The system can auto-scale from 1 to 40 executors; the upper bound (40) is driven by Step Functions parallel maps and parameter store throughput limits.

Performance Trade-offs vs Cluster Compute

Lambda is not a free lunch. Early benchmarks comparing equivalent workloads show:

vs EKS Fargate: Lambda is typically faster but more expensive.
vs EKS EC2: Lambda is typically slower and more expensive.

The value proposition is not raw throughput — it is operational simplicity. Zero cluster management, instant scale-to-zero, and no node or pod bring-up overhead make serverless the right default for low-to-moderate volume workloads or teams that cannot justify the maintenance cost of a dedicated cluster.

The Result

By centralizing the logic in a Step Function and using Lambdas as purely functional, stateless workers, you gain an incredibly resilient architecture.

For batch jobs, this means instant launch times with no cluster spin-up overhead. For infrastructure teams, it means a compute-forward deployment model with virtually zero sustenance work. It is a paradigm shift in how we process big data—trading the complexity of cluster management for the elegance of state machine orchestration.

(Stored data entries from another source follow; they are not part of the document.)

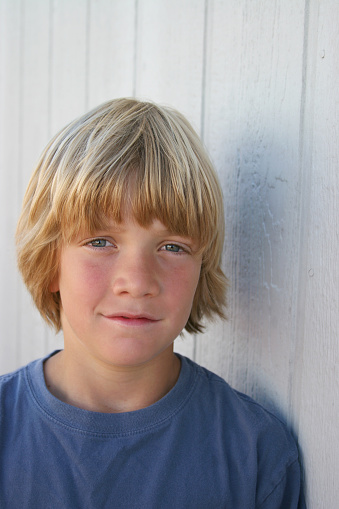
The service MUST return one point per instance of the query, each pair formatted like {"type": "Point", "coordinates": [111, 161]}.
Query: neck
{"type": "Point", "coordinates": [103, 388]}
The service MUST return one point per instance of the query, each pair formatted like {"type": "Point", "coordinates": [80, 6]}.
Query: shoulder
{"type": "Point", "coordinates": [249, 436]}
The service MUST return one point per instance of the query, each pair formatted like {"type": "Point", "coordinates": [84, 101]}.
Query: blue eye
{"type": "Point", "coordinates": [99, 243]}
{"type": "Point", "coordinates": [173, 248]}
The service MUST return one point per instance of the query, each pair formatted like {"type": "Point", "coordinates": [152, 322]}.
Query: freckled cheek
{"type": "Point", "coordinates": [85, 282]}
{"type": "Point", "coordinates": [182, 284]}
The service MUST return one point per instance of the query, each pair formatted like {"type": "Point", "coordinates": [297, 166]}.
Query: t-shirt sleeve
{"type": "Point", "coordinates": [288, 493]}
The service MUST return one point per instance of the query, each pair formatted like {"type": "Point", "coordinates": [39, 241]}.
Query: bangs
{"type": "Point", "coordinates": [150, 172]}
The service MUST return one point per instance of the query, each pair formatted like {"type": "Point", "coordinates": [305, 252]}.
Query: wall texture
{"type": "Point", "coordinates": [259, 81]}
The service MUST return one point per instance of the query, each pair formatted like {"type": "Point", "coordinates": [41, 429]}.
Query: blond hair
{"type": "Point", "coordinates": [83, 176]}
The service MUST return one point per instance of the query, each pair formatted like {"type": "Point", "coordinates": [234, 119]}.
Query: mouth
{"type": "Point", "coordinates": [131, 320]}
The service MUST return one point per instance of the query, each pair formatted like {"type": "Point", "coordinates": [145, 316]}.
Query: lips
{"type": "Point", "coordinates": [129, 319]}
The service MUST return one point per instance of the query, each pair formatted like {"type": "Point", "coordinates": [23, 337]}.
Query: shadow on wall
{"type": "Point", "coordinates": [261, 208]}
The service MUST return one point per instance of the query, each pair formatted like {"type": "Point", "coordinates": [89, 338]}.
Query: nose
{"type": "Point", "coordinates": [135, 275]}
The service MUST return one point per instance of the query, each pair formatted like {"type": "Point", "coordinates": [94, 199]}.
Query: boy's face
{"type": "Point", "coordinates": [126, 291]}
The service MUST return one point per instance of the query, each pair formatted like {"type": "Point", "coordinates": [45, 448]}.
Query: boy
{"type": "Point", "coordinates": [119, 243]}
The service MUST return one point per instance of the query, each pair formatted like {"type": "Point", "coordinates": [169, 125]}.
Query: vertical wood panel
{"type": "Point", "coordinates": [316, 402]}
{"type": "Point", "coordinates": [112, 48]}
{"type": "Point", "coordinates": [253, 97]}
{"type": "Point", "coordinates": [10, 132]}
{"type": "Point", "coordinates": [170, 51]}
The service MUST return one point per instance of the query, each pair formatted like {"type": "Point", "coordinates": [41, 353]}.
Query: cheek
{"type": "Point", "coordinates": [83, 282]}
{"type": "Point", "coordinates": [183, 285]}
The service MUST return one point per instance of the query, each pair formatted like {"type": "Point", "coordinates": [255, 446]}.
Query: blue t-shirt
{"type": "Point", "coordinates": [202, 446]}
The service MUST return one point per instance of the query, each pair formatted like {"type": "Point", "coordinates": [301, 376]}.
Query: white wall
{"type": "Point", "coordinates": [259, 81]}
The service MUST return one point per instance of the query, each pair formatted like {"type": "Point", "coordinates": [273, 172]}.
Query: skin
{"type": "Point", "coordinates": [126, 294]}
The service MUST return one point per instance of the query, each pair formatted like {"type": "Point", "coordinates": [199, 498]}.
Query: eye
{"type": "Point", "coordinates": [99, 243]}
{"type": "Point", "coordinates": [173, 248]}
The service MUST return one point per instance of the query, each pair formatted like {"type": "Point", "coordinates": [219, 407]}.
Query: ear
{"type": "Point", "coordinates": [54, 284]}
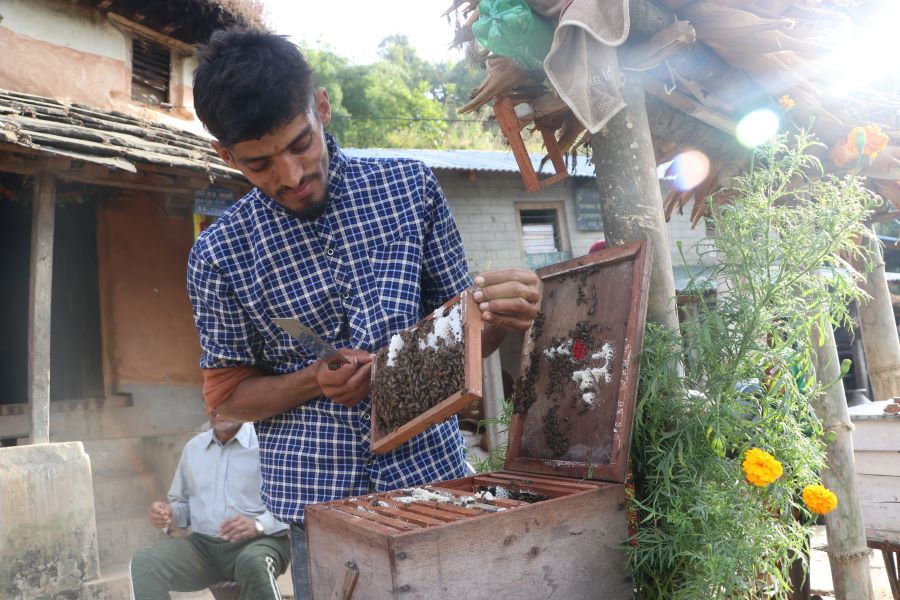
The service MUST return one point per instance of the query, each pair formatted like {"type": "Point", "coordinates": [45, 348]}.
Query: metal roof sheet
{"type": "Point", "coordinates": [469, 160]}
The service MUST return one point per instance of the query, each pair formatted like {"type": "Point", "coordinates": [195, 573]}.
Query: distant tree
{"type": "Point", "coordinates": [402, 100]}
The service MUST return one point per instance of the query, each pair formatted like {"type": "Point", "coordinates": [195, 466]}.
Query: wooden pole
{"type": "Point", "coordinates": [879, 330]}
{"type": "Point", "coordinates": [847, 550]}
{"type": "Point", "coordinates": [630, 197]}
{"type": "Point", "coordinates": [40, 291]}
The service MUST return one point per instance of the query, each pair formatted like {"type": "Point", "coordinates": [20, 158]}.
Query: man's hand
{"type": "Point", "coordinates": [160, 514]}
{"type": "Point", "coordinates": [238, 529]}
{"type": "Point", "coordinates": [349, 384]}
{"type": "Point", "coordinates": [508, 298]}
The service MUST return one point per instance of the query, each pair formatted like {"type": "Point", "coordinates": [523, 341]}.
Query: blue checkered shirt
{"type": "Point", "coordinates": [385, 253]}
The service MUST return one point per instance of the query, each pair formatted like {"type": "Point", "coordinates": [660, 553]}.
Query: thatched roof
{"type": "Point", "coordinates": [190, 21]}
{"type": "Point", "coordinates": [38, 126]}
{"type": "Point", "coordinates": [780, 54]}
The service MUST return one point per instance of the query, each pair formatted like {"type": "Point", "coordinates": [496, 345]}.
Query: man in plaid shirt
{"type": "Point", "coordinates": [357, 249]}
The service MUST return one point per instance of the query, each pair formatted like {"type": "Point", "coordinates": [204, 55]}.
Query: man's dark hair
{"type": "Point", "coordinates": [249, 83]}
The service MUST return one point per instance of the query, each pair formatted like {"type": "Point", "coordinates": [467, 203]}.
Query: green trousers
{"type": "Point", "coordinates": [197, 561]}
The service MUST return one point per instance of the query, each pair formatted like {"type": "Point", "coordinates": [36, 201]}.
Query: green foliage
{"type": "Point", "coordinates": [402, 100]}
{"type": "Point", "coordinates": [496, 457]}
{"type": "Point", "coordinates": [741, 378]}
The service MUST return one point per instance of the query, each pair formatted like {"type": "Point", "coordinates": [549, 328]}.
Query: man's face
{"type": "Point", "coordinates": [289, 164]}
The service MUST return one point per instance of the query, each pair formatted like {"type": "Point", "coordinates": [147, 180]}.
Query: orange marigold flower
{"type": "Point", "coordinates": [819, 499]}
{"type": "Point", "coordinates": [870, 138]}
{"type": "Point", "coordinates": [760, 467]}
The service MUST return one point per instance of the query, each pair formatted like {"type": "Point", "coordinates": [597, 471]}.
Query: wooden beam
{"type": "Point", "coordinates": [688, 105]}
{"type": "Point", "coordinates": [146, 32]}
{"type": "Point", "coordinates": [40, 295]}
{"type": "Point", "coordinates": [147, 179]}
{"type": "Point", "coordinates": [630, 197]}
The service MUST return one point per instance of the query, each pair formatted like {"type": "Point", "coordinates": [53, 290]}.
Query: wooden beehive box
{"type": "Point", "coordinates": [456, 399]}
{"type": "Point", "coordinates": [552, 523]}
{"type": "Point", "coordinates": [876, 450]}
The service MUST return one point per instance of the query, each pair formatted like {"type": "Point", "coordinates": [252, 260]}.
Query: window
{"type": "Point", "coordinates": [151, 72]}
{"type": "Point", "coordinates": [540, 230]}
{"type": "Point", "coordinates": [544, 237]}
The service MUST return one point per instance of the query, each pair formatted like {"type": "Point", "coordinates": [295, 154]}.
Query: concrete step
{"type": "Point", "coordinates": [115, 457]}
{"type": "Point", "coordinates": [119, 537]}
{"type": "Point", "coordinates": [122, 494]}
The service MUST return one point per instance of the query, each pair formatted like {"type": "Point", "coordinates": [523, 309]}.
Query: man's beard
{"type": "Point", "coordinates": [313, 209]}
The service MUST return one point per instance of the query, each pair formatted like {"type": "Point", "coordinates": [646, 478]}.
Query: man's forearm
{"type": "Point", "coordinates": [264, 396]}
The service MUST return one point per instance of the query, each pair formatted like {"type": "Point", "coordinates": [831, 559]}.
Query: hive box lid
{"type": "Point", "coordinates": [573, 402]}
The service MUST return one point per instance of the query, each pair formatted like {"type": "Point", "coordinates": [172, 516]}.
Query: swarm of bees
{"type": "Point", "coordinates": [416, 376]}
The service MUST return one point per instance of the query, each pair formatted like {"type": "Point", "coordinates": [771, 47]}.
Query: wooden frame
{"type": "Point", "coordinates": [472, 326]}
{"type": "Point", "coordinates": [511, 126]}
{"type": "Point", "coordinates": [567, 546]}
{"type": "Point", "coordinates": [603, 442]}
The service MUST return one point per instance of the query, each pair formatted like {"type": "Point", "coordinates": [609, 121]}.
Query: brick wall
{"type": "Point", "coordinates": [485, 211]}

System-Level Limits to Plan Around

Even with a well-designed state machine, there are hard platform limits that constrain how large a single job can grow and how fast it can run:

Lambda

Memory/Time Limits: Max size of 10GB and 15 mins runtime. Any task that cannot be performed within these memory and time limits cannot be supported. Tasks need to be broken down into manageable chunks to overcome these limitations.

Step Functions

Execution History: Each state machine execution is capped at 25,000 events. A job with many stages and large fan-outs can approach this limit surprisingly quickly. If a single pipeline is long-running with many Driver/Executor cycles, consider splitting it into chained executions.
Max Runtime: A single execution can run for up to one year — so the overall pipeline lifetime is not the concern. The event cap is.
Parallel Map Concurrency: The default Inline Map state is capped at 40 concurrent executions, but you can overcome this and scale up to 10,000 parallel executions by upgrading to the Distributed Map state.

Parameter Store

Throughput Limits: The Driver and Executors use AWS SSM Parameter Store for loading credentials. Parameter Store has throughput limits on API calls (standard tier: 40 TPS; higher-throughput tier: 10,000 TPS with additional cost). At 40 concurrent executors, each making multiple reads per invocation, this can become a bottleneck. Plan ahead by batching reads and caching parameter values within a Lambda instance.

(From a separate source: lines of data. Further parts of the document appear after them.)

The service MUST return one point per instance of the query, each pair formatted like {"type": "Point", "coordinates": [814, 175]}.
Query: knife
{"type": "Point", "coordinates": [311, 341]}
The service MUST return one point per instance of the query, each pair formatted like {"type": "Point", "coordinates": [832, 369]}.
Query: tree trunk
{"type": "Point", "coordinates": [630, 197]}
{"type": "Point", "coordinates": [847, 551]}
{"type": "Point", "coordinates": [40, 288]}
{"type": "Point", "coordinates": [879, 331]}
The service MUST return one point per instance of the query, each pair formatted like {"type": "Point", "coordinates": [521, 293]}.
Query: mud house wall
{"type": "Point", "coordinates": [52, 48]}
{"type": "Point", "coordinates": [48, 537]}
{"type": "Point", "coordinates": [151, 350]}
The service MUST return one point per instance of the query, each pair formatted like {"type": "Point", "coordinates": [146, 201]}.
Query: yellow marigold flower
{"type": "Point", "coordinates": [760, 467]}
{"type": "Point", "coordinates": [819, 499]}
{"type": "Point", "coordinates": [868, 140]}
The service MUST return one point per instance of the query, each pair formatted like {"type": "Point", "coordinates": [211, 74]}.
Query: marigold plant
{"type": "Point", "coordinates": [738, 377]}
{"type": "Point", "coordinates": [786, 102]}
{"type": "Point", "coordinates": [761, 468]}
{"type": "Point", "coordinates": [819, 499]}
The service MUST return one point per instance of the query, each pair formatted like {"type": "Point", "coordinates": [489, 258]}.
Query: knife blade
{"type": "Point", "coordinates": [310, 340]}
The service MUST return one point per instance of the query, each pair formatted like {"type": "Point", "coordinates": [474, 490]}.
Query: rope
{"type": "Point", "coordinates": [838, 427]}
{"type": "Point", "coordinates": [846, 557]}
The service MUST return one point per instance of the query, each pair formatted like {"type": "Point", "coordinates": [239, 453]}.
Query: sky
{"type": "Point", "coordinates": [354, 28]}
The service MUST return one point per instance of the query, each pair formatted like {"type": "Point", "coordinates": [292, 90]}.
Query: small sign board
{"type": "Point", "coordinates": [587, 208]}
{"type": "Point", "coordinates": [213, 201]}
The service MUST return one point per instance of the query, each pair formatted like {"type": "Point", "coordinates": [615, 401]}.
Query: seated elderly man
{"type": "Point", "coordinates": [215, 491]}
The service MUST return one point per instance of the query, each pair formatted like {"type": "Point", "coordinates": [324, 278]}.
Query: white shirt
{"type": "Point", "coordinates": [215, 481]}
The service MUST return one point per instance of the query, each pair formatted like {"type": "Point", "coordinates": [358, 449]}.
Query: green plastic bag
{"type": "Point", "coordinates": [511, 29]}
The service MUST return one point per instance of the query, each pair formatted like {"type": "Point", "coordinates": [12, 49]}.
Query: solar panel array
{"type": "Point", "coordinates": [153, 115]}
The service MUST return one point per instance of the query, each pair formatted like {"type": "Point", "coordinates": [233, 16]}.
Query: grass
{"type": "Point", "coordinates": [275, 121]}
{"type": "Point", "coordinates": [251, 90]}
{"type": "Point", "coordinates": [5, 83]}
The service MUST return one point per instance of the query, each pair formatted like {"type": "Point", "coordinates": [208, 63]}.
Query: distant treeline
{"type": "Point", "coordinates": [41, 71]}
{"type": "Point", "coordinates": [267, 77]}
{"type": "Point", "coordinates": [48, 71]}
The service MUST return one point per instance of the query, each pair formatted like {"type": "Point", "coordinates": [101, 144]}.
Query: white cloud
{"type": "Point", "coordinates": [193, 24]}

Looking Ahead: Lambda Managed Instances

One of the most promising developments for serverless data processing is AWS Lambda Managed Instances. Unlike the default Lambda compute type, Managed Instances run your functions on EC2 instances within your own account — including modern hardware such as Graviton4 and network-optimized instances — while AWS still handles all provisioning, patching, and scaling.

Key properties that would directly benefit the Driver/Executor model:

No cold starts: Managed Instances scale to a configured minimum rather than zero, eliminating executor launch latency entirely.
Higher network throughput: Network-optimized and high-bandwidth instance types remove one of the most significant bottlenecks for data-intensive workloads.
Multi-concurrent invocations: A single execution environment can handle multiple invocations simultaneously, which increases executor throughput for IO-heavy stages without needing to spin up additional instances. But code need to support parallel invocations.
EC2 pricing: Instance-based billing with support for Reserved Instances and Savings Plans makes high-volume, predictable workloads materially cheaper than default per-request pricing.

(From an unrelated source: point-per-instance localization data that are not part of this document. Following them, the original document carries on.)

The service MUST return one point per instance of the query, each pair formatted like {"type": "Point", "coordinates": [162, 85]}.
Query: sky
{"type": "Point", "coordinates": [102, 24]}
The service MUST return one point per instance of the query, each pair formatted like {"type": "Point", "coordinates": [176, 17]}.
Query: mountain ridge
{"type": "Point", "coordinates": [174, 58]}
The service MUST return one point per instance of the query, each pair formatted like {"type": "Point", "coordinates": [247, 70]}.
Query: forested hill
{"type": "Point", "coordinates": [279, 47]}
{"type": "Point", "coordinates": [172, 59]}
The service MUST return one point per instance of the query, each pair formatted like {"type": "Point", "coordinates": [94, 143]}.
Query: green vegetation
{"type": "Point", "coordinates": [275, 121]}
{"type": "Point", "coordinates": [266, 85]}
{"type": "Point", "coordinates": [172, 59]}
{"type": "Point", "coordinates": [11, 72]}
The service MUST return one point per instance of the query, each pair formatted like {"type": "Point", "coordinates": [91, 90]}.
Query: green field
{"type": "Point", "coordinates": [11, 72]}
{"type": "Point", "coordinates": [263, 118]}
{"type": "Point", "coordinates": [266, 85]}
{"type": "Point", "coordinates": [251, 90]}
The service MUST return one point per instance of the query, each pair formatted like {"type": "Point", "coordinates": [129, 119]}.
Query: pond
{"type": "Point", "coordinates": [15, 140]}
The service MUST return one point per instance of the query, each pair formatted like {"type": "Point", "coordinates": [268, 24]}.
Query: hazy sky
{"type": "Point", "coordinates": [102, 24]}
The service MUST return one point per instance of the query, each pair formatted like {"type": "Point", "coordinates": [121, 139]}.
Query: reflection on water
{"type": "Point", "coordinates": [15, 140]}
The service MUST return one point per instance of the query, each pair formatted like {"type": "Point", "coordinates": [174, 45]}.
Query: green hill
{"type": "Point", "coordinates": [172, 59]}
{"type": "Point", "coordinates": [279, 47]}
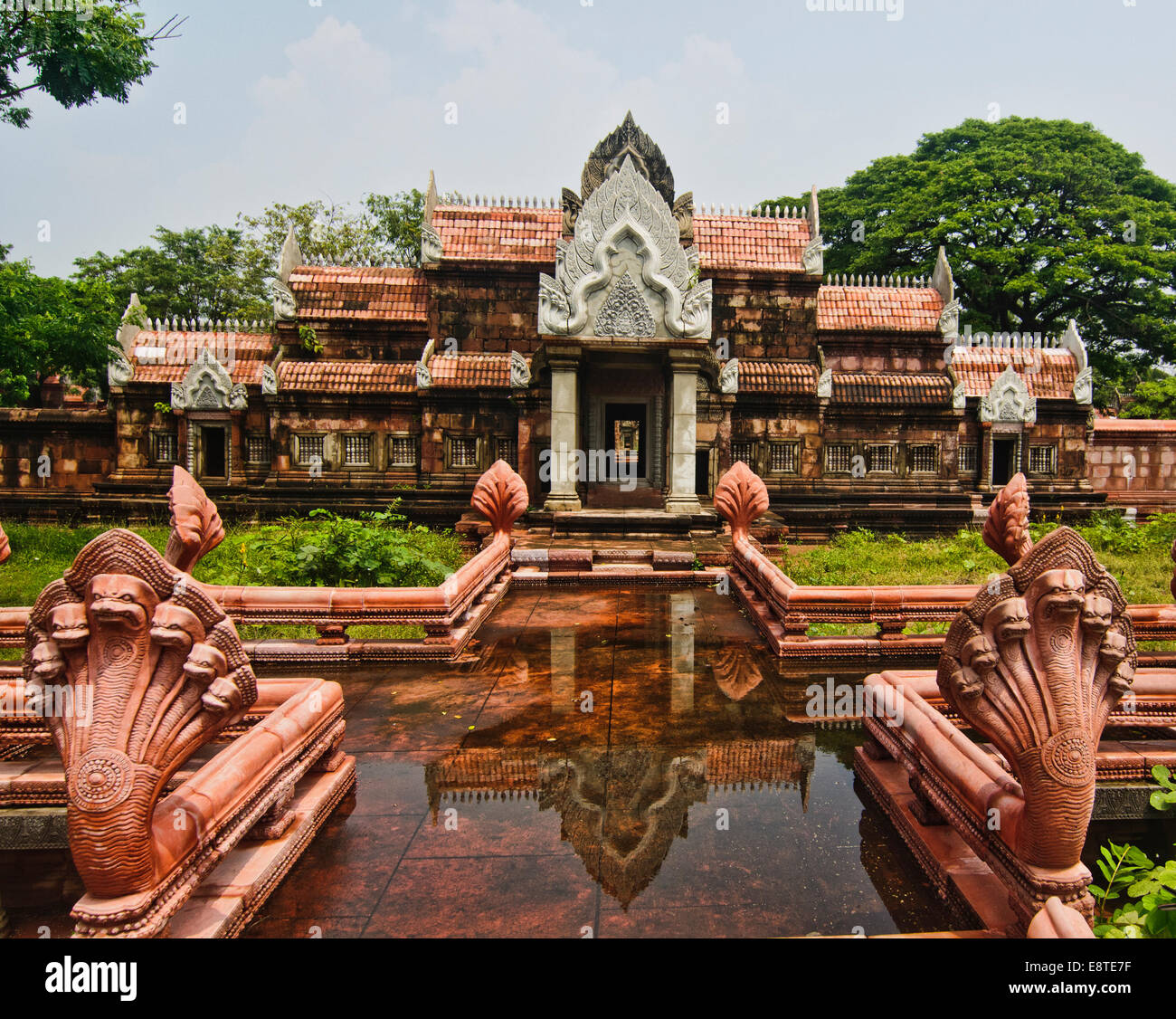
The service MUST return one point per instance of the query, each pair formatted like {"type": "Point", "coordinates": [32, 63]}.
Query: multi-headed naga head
{"type": "Point", "coordinates": [1036, 663]}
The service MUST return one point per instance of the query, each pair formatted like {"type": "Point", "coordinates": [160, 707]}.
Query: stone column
{"type": "Point", "coordinates": [564, 670]}
{"type": "Point", "coordinates": [683, 418]}
{"type": "Point", "coordinates": [564, 422]}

Essentially, this allows the architecture to function as a highly scalable distributed system running on simple, cost-efficient EC2 instances, completely bypassing the complexity and maintenance of an EKS setup.

Go is not yet supported as of writing this article. Once Go support is available, this architecture becomes an even stronger candidate for high-throughput data pipelines written in Go.